Grèce : la tête pensante de l'énergie, Nikos Tsafos, en difficulté après des déclarations passées sur la Turquie

L'avenir politique du vice-ministre grec de l'Énergie, Nikos Tsafos, se retrouve menacé après la découverte de publications sur les réseaux sociaux dans lesquelles il affiche sa proximité avec la Turquie.

/ EURACTIV.com
he Greek Prime minister’s office (Maximos mansion) in Athens, Greece
C'est le lieu officiel où le Premier ministre grec travaille et reçoit ses visiteurs. Le bâtiment a été achevé en 1912 et utilisé par le gouvernement grec depuis 1952. [Getty Images / George Pachantouris]

L’avenir politique du vice-ministre grec de l’Énergie, Nikos Tsafos, se retrouve menacé après la découverte de publications sur les réseaux sociaux dans lesquelles il affiche sa proximité avec la Turquie, proche voisin de la Grèce.

Nikos Tsafos est devenu conseiller en énergie du Premier ministre Kyriakos Mitsotakis au début de l’année 2022, prenant rapidement le devant de la scène dans les débats de Bruxelles sur la politique de l’électricité. Il avait auparavant également pesé au cours des discussions sur le sujet en tant qu’auteur d’opinions pour Euractiv.

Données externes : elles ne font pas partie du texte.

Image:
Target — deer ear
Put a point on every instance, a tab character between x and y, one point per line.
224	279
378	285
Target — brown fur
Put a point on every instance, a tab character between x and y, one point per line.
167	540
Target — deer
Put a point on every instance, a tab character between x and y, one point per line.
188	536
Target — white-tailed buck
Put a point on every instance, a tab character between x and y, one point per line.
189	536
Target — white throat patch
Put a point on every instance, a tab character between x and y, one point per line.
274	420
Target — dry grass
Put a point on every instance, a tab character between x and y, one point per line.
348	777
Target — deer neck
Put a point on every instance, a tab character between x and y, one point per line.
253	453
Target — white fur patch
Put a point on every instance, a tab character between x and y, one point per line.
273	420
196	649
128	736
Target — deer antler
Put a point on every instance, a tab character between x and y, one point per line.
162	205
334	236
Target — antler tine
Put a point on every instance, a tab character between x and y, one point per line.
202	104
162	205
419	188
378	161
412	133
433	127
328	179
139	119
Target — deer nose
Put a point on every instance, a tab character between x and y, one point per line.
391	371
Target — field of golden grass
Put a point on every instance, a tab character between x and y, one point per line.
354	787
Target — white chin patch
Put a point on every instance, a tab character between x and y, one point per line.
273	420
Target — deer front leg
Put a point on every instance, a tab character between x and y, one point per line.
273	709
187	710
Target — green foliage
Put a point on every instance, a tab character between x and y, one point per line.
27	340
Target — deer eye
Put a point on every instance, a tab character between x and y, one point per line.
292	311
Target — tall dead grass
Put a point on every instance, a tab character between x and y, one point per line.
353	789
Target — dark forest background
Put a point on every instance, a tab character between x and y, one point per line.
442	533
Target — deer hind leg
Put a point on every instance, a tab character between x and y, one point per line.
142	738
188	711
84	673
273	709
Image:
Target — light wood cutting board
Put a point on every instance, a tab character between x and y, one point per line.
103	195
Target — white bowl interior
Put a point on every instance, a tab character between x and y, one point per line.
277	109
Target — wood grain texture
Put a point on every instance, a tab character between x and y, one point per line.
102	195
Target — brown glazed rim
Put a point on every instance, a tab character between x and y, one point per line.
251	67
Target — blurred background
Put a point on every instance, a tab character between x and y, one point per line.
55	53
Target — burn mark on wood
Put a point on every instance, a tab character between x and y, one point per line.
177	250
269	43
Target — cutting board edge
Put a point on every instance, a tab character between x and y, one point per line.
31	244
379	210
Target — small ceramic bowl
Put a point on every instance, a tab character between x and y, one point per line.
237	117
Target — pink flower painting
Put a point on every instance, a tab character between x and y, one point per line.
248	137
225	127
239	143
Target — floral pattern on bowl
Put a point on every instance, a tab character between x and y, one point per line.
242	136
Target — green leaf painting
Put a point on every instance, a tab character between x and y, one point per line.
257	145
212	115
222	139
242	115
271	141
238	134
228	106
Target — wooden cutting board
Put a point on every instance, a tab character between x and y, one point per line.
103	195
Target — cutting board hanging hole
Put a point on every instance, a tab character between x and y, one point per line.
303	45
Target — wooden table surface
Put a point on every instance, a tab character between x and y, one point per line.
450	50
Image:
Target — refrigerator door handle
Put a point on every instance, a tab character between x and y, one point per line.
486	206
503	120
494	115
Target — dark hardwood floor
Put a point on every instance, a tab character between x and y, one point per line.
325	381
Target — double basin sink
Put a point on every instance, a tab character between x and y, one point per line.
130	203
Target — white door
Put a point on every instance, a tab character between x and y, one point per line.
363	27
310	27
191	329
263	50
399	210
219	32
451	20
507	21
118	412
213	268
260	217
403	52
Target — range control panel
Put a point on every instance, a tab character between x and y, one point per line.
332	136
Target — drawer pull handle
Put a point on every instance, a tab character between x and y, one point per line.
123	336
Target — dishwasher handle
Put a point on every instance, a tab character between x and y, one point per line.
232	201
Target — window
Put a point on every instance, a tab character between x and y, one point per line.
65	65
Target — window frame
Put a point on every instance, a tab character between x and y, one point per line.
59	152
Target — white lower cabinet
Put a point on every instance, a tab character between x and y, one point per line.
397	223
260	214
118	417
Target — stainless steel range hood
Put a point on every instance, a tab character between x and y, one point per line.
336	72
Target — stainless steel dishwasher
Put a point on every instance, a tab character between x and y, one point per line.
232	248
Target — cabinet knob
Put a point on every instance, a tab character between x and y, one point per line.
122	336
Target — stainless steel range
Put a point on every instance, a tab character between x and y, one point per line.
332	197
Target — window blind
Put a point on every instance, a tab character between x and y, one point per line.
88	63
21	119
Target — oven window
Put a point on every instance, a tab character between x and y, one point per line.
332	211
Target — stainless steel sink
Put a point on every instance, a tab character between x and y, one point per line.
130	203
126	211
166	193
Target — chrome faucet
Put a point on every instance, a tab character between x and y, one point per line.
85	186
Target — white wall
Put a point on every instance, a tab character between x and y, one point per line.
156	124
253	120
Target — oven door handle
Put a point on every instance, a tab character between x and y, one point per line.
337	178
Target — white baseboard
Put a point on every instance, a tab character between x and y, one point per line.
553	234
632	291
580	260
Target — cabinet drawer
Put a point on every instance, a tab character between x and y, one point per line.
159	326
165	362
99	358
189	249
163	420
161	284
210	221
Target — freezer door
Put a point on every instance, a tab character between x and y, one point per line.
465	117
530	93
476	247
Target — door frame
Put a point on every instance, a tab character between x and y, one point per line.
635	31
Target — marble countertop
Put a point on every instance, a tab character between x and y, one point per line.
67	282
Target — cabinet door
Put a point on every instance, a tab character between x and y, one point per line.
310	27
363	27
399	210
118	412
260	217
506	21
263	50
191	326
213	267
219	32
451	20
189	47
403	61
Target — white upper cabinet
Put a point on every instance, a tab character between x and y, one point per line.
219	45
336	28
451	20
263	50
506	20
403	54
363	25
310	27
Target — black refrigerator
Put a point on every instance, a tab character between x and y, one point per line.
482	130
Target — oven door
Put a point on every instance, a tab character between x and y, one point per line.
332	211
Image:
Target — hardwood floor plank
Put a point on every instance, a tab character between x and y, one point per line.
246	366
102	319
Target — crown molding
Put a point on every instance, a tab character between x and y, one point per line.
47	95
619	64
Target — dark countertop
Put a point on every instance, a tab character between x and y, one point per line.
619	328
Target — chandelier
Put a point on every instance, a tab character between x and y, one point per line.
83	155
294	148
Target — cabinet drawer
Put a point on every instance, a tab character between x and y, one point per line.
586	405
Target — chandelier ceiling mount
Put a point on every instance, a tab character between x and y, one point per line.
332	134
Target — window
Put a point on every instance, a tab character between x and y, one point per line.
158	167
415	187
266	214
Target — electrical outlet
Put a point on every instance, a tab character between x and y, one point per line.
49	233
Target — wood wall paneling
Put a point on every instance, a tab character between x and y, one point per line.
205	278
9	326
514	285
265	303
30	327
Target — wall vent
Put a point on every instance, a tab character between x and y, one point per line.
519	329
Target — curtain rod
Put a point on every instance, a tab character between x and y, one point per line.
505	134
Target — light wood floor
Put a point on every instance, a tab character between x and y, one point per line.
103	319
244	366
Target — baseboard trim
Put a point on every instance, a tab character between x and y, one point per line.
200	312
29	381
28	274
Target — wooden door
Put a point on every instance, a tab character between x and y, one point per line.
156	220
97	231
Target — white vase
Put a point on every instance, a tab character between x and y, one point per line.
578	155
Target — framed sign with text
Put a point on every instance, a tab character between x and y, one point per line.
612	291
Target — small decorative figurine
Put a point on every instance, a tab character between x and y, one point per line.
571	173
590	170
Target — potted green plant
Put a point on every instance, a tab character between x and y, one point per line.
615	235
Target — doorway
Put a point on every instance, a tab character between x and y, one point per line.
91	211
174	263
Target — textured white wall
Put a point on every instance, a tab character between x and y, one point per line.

Influencé par Nikos Tsafos, Athènes a proposé cette année-là une refonte structurelle du marché de l’électricité, positionnant son pays comme un acteur clé dans la lutte prolongée pour l’énergie. Il a été promu vice-ministre de l’Énergie ce mois-ci et continue d’apparaître fréquemment dans les débats de l’UE sur l’énergie.

Cependant, depuis sa promotion, il est critiqué pour des remarques faites il y a plusieurs années.

Ces deux remarques sont liées aux relations fragiles avec la Turquie voisine, l’un des rares sujets de la politique grecque sur lequel un consensus entre les partis existe depuis des décennies.

Il avait notamment qualifié les terres occupées par la Turquie depuis 1974 de « République turque de Chypre du Nord ». Un nom pour un pays uniquement reconnu par la Turquie, qui a été dénoncé à la fois par l’UE et l’ONU.

Pour les Grecs, l’occupation continue du nord de Chypre est une plaie ouverte. Athènes et Nicosie sont des alliés proches en matière de politique étrangère et ont conclu un pacte de défense mutuelle.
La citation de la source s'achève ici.